The Commerce Department’s Bureau of Industry and Security (BIS) today announced it has imposed a $65,000 administrative penalty on Serfilco, Ltd. for allegedly violating a 1996 export denial order. In addition to the penalty, Serfilco’s export privileges to Bahrain, Iraq, Kuwait, Lebanon, Libya, Oman, Qatar, Saudi Arabia, Syria, the United Arab Emirates, and the Republic of Yemen have been denied for three years.
“The fine reflects the seriousness with which BIS regards violations of denial orders,” said Acting Assistant Secretary of Commerce for Export Enforcement Lisa Prager.
The Department alleged that Serfilco, a Northbrook, Illinois company and manufacturer of commercial filtration and pumping equipment, violated the terms of a denial order imposed by Commerce in 1996 for selling goods to companies in the United States for export to Bahrain and Saudi Arabia, and by negotiating the sale of goods to companies in the United Arab Emirates and Saudi Arabia in 1996 and 1997. While neither admitting nor denying the charges, Serfilco agreed to the administrative penalties.

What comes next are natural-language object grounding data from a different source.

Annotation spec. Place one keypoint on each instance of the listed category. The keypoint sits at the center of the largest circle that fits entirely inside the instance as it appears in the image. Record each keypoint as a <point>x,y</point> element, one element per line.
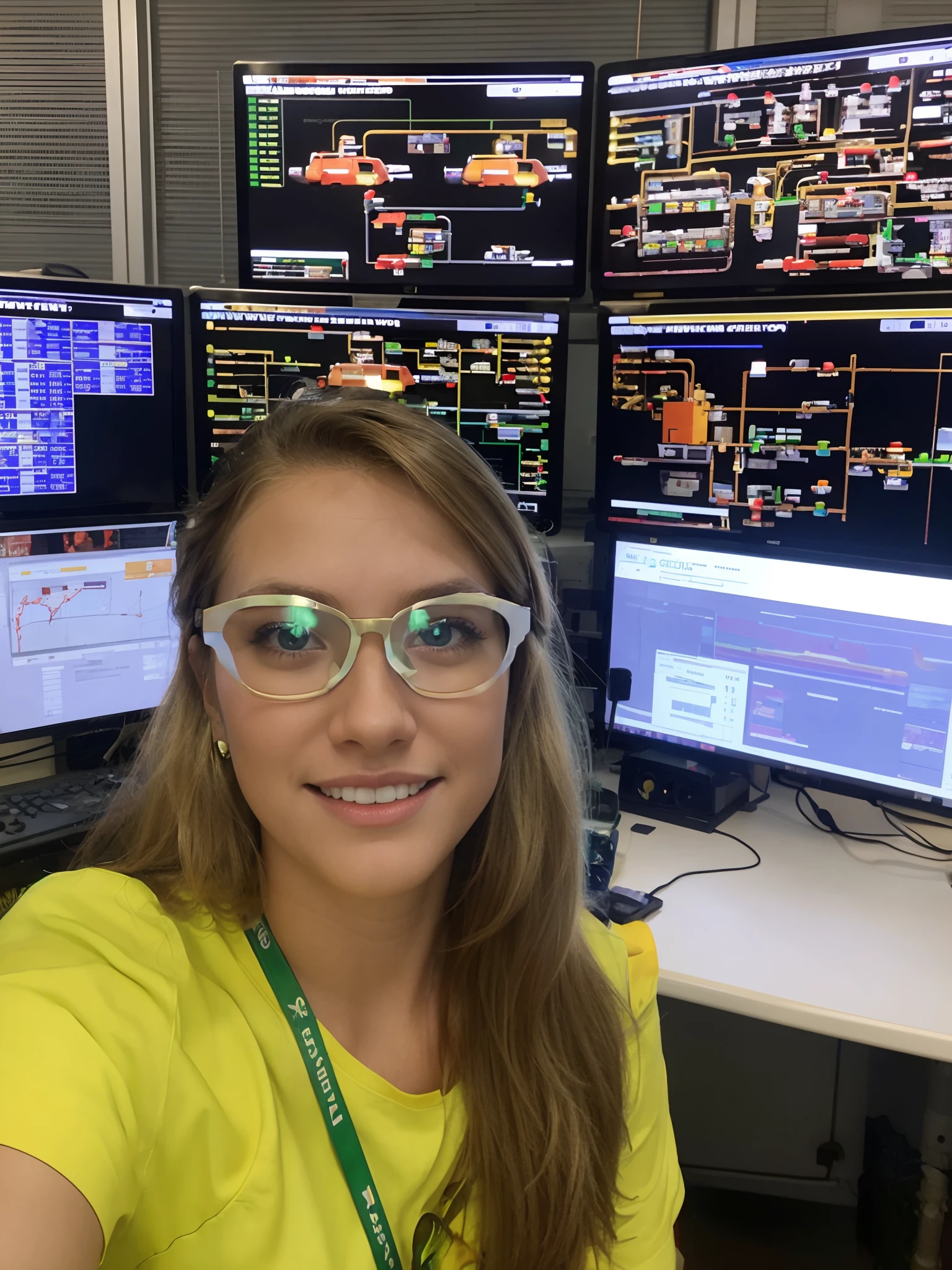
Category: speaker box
<point>682,788</point>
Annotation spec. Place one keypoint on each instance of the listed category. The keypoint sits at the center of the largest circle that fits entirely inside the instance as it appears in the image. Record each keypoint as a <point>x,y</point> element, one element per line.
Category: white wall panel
<point>54,153</point>
<point>196,43</point>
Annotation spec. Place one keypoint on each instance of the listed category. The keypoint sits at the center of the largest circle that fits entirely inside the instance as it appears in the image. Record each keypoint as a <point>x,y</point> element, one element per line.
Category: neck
<point>368,967</point>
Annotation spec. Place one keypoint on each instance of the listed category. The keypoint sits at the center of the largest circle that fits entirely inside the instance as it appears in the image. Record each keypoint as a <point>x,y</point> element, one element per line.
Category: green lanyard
<point>340,1127</point>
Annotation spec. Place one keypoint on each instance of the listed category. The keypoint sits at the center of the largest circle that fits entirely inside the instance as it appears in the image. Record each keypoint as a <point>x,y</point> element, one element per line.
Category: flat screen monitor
<point>86,628</point>
<point>810,430</point>
<point>92,399</point>
<point>799,167</point>
<point>495,376</point>
<point>818,667</point>
<point>450,179</point>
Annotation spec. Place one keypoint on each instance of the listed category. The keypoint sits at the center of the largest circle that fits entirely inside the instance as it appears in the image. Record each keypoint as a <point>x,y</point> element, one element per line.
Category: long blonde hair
<point>532,1029</point>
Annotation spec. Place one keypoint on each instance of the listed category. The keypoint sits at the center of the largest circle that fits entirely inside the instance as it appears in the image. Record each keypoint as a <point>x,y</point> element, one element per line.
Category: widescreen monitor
<point>495,376</point>
<point>818,667</point>
<point>86,629</point>
<point>92,399</point>
<point>799,167</point>
<point>795,429</point>
<point>450,179</point>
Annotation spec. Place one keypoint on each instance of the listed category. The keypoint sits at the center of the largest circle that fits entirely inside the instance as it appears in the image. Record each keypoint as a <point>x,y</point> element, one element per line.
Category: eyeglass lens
<point>291,651</point>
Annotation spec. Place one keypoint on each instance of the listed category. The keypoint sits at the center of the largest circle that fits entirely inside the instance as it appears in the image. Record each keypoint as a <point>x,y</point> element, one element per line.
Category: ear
<point>201,660</point>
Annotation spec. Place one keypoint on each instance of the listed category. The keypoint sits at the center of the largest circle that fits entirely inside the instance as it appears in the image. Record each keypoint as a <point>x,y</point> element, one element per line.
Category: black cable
<point>829,826</point>
<point>18,753</point>
<point>763,793</point>
<point>25,762</point>
<point>914,835</point>
<point>696,873</point>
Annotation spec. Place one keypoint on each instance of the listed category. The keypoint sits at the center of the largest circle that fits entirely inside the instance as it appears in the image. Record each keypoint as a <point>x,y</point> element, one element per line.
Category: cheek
<point>469,737</point>
<point>263,735</point>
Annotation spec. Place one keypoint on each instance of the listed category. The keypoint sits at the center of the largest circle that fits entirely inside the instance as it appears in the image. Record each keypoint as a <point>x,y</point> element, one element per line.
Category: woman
<point>421,1054</point>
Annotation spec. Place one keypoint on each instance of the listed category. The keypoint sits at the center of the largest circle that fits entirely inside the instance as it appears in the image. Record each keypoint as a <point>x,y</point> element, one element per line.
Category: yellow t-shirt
<point>146,1061</point>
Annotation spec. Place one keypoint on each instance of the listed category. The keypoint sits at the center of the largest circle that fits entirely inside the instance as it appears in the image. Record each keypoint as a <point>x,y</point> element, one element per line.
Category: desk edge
<point>798,1014</point>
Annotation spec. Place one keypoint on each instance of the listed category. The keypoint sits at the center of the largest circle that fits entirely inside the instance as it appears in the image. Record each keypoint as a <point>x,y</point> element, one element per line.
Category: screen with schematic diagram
<point>816,667</point>
<point>816,166</point>
<point>430,178</point>
<point>496,378</point>
<point>826,431</point>
<point>86,620</point>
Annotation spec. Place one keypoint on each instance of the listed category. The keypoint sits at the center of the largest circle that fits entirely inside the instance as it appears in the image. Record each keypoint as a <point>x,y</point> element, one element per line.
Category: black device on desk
<point>86,636</point>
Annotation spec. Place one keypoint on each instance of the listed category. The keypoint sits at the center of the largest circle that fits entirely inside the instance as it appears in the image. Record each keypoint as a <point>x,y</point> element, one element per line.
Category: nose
<point>371,706</point>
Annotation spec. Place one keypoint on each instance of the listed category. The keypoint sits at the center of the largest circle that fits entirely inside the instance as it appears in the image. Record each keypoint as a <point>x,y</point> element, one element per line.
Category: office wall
<point>781,19</point>
<point>196,43</point>
<point>54,155</point>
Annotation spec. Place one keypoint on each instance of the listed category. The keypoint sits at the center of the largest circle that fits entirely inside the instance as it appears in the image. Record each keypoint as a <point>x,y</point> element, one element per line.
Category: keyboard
<point>52,807</point>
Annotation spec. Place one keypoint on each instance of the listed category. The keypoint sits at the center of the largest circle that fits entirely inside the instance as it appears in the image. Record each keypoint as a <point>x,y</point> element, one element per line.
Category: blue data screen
<point>822,667</point>
<point>45,363</point>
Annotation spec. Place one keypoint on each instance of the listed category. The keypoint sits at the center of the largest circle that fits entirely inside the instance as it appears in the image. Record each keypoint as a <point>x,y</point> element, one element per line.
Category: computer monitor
<point>92,399</point>
<point>86,628</point>
<point>816,667</point>
<point>495,375</point>
<point>796,429</point>
<point>439,178</point>
<point>800,167</point>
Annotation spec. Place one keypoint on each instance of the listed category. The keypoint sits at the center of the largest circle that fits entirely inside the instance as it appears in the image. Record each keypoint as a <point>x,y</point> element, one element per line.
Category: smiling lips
<point>377,804</point>
<point>364,794</point>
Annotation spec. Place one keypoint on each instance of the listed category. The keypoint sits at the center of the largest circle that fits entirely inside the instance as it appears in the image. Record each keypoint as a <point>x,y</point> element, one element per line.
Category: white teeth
<point>366,796</point>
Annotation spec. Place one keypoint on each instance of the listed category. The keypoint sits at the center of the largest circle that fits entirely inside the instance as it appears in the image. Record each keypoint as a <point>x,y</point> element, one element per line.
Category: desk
<point>851,941</point>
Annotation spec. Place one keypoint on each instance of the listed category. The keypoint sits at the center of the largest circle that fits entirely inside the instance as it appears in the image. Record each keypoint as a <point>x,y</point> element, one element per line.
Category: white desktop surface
<point>847,940</point>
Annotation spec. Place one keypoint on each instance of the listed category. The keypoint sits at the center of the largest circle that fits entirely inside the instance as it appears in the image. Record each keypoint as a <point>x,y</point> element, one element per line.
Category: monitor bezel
<point>179,394</point>
<point>578,283</point>
<point>549,523</point>
<point>803,773</point>
<point>791,47</point>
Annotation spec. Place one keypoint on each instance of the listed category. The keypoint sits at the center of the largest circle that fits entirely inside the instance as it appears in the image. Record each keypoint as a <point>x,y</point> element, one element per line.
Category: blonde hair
<point>532,1028</point>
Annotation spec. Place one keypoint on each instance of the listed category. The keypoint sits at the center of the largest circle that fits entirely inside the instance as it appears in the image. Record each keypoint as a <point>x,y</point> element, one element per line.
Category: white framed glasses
<point>289,648</point>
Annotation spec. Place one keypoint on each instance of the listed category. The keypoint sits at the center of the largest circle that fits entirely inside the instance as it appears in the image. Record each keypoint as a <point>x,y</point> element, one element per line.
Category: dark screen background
<point>131,451</point>
<point>332,218</point>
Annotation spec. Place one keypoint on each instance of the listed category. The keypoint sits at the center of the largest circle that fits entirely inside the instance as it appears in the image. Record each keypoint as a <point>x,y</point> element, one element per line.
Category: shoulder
<point>92,917</point>
<point>627,956</point>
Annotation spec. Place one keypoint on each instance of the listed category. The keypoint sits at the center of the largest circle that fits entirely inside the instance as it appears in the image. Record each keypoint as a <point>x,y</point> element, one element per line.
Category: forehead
<point>364,540</point>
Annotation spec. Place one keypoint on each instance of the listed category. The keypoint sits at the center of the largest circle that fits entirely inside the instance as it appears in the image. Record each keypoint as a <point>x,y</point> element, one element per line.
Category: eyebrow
<point>448,587</point>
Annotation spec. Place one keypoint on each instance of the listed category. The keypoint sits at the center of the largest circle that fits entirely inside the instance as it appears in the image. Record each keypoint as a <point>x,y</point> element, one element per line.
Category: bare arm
<point>46,1222</point>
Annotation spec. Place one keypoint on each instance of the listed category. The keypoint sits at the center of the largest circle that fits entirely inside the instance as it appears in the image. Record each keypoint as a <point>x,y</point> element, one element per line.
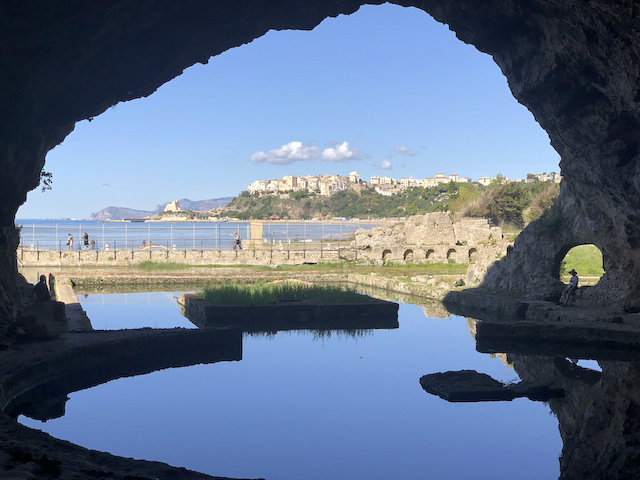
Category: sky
<point>386,91</point>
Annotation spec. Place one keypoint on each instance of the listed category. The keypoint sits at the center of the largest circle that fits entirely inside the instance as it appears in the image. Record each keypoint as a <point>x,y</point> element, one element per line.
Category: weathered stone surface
<point>572,63</point>
<point>43,320</point>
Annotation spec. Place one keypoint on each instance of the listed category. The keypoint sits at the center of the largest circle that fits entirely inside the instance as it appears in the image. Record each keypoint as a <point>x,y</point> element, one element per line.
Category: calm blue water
<point>302,407</point>
<point>52,234</point>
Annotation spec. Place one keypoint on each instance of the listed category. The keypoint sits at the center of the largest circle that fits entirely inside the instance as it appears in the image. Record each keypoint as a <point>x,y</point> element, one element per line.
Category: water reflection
<point>344,407</point>
<point>597,401</point>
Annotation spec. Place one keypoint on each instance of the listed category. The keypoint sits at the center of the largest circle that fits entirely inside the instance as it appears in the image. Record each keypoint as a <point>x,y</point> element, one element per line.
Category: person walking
<point>41,291</point>
<point>570,289</point>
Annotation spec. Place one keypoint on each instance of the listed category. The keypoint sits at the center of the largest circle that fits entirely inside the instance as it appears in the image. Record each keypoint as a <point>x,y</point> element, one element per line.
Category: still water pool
<point>301,405</point>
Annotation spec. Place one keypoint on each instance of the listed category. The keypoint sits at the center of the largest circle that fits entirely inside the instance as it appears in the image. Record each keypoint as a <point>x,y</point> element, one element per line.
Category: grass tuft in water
<point>263,293</point>
<point>149,266</point>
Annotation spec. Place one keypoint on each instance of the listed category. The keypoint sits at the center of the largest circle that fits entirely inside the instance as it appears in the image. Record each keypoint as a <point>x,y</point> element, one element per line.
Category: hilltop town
<point>327,185</point>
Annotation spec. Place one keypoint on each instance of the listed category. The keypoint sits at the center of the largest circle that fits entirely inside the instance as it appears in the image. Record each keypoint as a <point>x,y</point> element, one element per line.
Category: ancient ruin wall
<point>573,63</point>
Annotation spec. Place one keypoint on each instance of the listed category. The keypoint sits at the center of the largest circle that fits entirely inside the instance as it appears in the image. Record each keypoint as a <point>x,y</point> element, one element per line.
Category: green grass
<point>262,293</point>
<point>388,270</point>
<point>586,259</point>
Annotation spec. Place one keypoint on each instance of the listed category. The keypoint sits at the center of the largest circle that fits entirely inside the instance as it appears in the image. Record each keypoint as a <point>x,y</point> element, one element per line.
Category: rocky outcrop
<point>435,237</point>
<point>572,63</point>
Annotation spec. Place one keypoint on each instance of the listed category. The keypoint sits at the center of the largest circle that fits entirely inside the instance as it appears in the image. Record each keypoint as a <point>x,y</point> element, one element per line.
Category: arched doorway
<point>585,259</point>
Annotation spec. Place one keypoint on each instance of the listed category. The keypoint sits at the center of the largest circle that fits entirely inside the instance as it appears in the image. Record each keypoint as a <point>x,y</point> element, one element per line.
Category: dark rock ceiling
<point>575,64</point>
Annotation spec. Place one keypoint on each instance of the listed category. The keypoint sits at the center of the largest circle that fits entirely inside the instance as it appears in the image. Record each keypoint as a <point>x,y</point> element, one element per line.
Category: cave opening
<point>356,85</point>
<point>586,259</point>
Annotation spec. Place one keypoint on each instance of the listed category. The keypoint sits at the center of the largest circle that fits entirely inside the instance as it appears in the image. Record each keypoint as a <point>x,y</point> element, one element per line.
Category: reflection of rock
<point>599,416</point>
<point>293,315</point>
<point>471,386</point>
<point>435,309</point>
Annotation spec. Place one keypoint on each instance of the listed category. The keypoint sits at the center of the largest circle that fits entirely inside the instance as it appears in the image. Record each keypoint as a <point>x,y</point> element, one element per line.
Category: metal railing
<point>289,236</point>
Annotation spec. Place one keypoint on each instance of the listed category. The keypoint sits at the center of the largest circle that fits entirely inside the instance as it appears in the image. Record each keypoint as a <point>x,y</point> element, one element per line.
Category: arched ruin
<point>572,63</point>
<point>561,59</point>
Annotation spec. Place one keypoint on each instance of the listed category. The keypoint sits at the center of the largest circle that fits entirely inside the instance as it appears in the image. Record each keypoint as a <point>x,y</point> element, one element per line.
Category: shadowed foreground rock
<point>36,378</point>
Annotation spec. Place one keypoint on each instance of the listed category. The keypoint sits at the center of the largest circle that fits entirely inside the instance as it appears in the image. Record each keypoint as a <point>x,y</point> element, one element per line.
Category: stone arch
<point>521,40</point>
<point>590,260</point>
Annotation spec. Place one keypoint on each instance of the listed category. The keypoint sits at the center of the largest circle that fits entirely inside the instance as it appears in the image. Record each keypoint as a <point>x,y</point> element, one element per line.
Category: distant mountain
<point>120,213</point>
<point>198,205</point>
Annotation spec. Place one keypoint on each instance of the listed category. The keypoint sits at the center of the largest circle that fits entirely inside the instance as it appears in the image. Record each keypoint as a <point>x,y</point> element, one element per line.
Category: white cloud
<point>384,165</point>
<point>286,154</point>
<point>341,153</point>
<point>406,151</point>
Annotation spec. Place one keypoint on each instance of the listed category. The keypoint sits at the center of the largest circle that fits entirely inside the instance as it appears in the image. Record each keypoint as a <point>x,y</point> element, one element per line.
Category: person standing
<point>571,288</point>
<point>41,291</point>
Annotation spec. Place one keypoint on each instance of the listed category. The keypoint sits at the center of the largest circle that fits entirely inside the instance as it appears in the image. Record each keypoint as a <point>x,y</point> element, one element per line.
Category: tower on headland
<point>173,207</point>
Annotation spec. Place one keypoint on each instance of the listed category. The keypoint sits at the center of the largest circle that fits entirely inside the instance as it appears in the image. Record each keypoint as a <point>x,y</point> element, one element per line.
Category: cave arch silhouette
<point>560,58</point>
<point>572,63</point>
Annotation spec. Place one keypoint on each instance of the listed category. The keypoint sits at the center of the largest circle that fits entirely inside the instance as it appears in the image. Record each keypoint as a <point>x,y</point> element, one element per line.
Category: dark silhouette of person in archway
<point>570,289</point>
<point>41,290</point>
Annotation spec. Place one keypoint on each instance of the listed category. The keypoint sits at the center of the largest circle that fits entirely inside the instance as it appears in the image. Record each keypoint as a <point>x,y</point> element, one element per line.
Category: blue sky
<point>385,91</point>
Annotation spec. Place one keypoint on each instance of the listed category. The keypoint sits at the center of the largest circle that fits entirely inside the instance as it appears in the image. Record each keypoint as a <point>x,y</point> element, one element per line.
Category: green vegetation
<point>510,204</point>
<point>263,293</point>
<point>586,259</point>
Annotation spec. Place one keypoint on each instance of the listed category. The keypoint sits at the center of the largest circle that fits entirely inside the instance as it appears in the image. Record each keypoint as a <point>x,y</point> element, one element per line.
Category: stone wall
<point>106,258</point>
<point>434,238</point>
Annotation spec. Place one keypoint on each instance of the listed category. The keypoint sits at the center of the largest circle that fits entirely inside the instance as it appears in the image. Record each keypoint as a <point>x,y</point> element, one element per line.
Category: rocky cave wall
<point>572,63</point>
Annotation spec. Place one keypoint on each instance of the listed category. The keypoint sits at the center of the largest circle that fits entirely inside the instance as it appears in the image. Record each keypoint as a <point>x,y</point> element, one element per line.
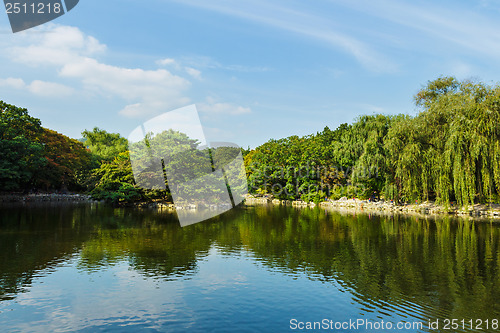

The 1996 denial order – which prohibited Serfilco from participating in any transaction involving an export or negotiating a sale for export from the United States to the eleven countries for a one-year period – was imposed after Serfilco violated the antiboycott provisions of the Export Administration Regulations by giving information about its business relationship with Israel when it responded to a boycott questionnaire from an Iraqi distributor and for failing to report to BIS its receipt of boycott-related requests.
Prager commended two BIS officials who conducted the investigation of this case: Special Agent Richard Greene of the Office of Export Enforcement’s field office in Chicago and Compliance Officer Ned Weant at Export Enforcement headquarters in Washington, D.C.